Wait-list tickets are only $10 instead of $15. If you get really lucky, someone will come up and hand you their tickets, especially if you're at the front of the line. Keep your eyes open, too, for people selling their tickets. The best place for this is also at the front of the wait-list line. If you're really intense and you're with someone, you can even decide ahead of time, so that you don't miss your opportunity, whether you're going to accept or buy just one ticket if it's offered, leaving the other person to wait and wonder. Also, if you both get in, is it more important to sit together if possible than to get a good seat?
They hand out wait-list numbers two hours before the screening (one hour before the first screenings of the day). Then you can get out of line and relax until a half hour before the show, when you get back in line in your original order. This year, they insisted you would lose your privileged place in line if you were late for this half-hour call. If you want to be at the front of the line (which very occasionally still won't get you a seat), show up when the previous show starts, usually three hours before your screening. But don't bother coming before that because there won't be anywhere to line up.
It's easier to get into the first screenings of the day and the screenings midweek. Also, the last day, when they show all the award-winning movies (all the important people are gone by then). It can also pay off to wait at the larger theaters like Eccles and the Racquet Club.
If you get into a movie, you might consider coming out of the movie and, after the next movie starts, getting in line for the movie after that -- relax, buy some chili or a sandwich, chat people up, or, if you're weird like me, lie on the floor for a few Z's. Very occasionally you can come out of a movie and get into the very next one. Also, free and frequent shuttles will take you to the other venues.
If you want to stay for the Q&A (one of they great joys of film festivals, especially at Sundance, where the highly-talented and often famous writers, directors, actors, etc. are most likely to show up), figure on about 45 minutes from the time the closing credits end to the time you arrive at a new venue.

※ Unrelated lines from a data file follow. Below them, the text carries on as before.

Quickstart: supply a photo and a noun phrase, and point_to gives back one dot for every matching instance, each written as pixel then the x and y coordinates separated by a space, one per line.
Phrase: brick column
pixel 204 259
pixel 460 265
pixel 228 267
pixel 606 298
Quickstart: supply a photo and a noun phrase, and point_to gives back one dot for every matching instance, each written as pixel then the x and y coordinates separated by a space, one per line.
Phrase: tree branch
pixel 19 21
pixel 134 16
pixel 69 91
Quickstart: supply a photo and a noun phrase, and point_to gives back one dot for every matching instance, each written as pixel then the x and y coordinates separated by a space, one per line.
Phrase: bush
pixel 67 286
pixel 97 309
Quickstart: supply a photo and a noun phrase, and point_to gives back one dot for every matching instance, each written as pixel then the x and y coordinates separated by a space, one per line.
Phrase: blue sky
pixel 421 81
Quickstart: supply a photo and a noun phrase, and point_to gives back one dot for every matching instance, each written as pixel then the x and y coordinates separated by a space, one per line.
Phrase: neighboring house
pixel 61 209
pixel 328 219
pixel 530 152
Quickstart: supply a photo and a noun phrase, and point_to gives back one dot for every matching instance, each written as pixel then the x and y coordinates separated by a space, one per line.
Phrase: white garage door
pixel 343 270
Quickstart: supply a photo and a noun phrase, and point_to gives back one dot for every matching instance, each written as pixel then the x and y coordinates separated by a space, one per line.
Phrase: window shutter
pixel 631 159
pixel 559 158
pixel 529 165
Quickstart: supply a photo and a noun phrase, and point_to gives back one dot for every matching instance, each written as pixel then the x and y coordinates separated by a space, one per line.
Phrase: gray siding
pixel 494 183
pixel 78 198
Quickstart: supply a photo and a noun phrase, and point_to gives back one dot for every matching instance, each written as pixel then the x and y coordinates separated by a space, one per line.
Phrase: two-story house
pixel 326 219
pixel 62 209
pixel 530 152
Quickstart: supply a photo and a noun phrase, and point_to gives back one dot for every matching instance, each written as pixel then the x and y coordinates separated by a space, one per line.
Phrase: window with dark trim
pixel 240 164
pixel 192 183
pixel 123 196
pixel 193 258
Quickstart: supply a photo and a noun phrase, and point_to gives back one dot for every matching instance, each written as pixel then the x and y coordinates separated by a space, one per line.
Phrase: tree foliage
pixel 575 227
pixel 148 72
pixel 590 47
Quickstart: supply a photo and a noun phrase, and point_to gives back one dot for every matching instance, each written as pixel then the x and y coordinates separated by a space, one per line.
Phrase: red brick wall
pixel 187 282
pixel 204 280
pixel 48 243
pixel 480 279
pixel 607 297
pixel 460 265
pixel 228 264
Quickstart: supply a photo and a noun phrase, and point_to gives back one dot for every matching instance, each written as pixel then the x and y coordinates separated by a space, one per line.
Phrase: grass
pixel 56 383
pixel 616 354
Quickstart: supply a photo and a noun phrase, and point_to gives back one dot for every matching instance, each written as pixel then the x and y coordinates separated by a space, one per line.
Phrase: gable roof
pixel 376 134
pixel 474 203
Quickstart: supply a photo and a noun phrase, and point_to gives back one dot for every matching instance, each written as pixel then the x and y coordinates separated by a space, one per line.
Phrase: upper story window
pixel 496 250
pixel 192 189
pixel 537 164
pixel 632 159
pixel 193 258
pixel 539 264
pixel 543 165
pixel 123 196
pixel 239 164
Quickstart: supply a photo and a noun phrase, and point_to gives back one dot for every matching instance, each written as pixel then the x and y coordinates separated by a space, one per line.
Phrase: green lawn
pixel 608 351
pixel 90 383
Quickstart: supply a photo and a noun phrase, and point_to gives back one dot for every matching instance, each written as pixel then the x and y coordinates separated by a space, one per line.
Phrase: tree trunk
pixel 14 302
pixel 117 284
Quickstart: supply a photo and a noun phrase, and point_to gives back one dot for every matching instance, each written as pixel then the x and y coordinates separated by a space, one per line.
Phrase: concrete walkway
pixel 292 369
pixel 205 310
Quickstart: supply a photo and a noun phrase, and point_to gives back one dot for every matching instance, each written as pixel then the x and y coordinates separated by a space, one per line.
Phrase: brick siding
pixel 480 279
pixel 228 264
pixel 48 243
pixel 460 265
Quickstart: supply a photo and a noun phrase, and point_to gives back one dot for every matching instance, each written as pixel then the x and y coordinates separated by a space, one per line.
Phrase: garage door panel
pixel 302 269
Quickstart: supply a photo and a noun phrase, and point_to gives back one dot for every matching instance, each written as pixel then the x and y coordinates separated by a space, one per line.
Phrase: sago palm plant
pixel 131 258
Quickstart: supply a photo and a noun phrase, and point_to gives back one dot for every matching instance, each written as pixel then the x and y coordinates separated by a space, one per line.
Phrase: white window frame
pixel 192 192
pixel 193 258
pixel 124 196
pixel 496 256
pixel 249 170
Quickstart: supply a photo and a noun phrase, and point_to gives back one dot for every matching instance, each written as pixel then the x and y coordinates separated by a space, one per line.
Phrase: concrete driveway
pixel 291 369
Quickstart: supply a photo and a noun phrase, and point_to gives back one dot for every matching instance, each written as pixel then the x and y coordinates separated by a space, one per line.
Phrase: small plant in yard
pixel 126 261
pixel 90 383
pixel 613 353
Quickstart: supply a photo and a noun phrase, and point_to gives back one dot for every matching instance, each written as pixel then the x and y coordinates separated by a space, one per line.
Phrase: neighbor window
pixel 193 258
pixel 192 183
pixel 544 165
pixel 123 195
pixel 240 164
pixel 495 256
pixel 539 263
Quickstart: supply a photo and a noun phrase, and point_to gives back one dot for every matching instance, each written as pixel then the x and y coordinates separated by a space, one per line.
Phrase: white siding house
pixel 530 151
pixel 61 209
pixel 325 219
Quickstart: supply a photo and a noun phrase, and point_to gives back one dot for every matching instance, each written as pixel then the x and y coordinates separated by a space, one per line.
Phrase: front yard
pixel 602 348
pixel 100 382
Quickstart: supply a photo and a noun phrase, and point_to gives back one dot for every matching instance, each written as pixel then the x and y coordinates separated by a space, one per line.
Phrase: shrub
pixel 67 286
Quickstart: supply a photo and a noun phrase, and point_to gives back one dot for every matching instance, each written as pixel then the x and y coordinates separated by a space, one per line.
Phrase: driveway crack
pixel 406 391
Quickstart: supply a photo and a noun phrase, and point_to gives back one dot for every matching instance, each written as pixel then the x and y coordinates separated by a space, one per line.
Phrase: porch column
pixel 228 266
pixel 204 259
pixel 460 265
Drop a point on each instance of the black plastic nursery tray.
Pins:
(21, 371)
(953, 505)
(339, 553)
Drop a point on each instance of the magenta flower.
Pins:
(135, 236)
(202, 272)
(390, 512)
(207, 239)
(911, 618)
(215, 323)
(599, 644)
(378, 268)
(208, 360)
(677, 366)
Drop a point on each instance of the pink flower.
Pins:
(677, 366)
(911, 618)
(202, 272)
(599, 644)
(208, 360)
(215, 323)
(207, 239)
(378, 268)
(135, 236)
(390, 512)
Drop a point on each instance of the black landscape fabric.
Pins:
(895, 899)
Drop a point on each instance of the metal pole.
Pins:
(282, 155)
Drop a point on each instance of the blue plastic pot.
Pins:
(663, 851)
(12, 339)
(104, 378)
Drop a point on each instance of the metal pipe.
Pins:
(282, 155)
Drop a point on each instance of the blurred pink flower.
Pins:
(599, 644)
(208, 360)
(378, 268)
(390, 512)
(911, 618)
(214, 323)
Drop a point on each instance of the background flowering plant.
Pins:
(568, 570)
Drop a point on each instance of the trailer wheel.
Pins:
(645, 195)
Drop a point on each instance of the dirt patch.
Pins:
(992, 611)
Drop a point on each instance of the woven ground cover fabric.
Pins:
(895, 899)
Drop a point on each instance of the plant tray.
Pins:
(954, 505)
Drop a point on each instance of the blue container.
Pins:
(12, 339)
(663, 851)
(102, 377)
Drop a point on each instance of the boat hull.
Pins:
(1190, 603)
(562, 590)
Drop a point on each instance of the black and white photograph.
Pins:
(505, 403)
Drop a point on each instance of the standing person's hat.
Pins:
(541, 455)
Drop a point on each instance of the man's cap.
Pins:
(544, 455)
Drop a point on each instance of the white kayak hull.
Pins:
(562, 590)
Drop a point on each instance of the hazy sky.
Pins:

With each successive screening of a film (there are four), there are fewer people from the film available for Q&A, but usually the director will at least be there, except sometimes on the last day. The premiere screenings are especially fun, although wait-listing is harder for those, especially for the movies with pre-festival "buzz." I like to sit close and on the side where the microphone is, so that I'll be able to see people for the Q&A.
There's also the fringe festivals that have popped up around Sundance. Slamdance is the biggy, hosted at Treasure Mountain Inn a block up Main from the Egyptian Theater. Slamdance can be hard to get tickets for, but you can walk in at the other festivals.
Tromadance is a mainstay and usually takes place at a bar at the bottom of Main. The Park City Film Music Festival and sometimes other festivals and special screenings (sometimes free) take place in the mall across the street from the Egyptian. The last couple years Lisa Thompson from the Filmmakers Alliance (a great L.A. group I've joined) has put together CinemaSlam at this same venue.
There are also a couple official Sundance venues, the Filmmaker Lodge and New Frontiers, with free panels. Get there an hour early if possible.
Relax and take what and who comes your way. It's all good on the mountain.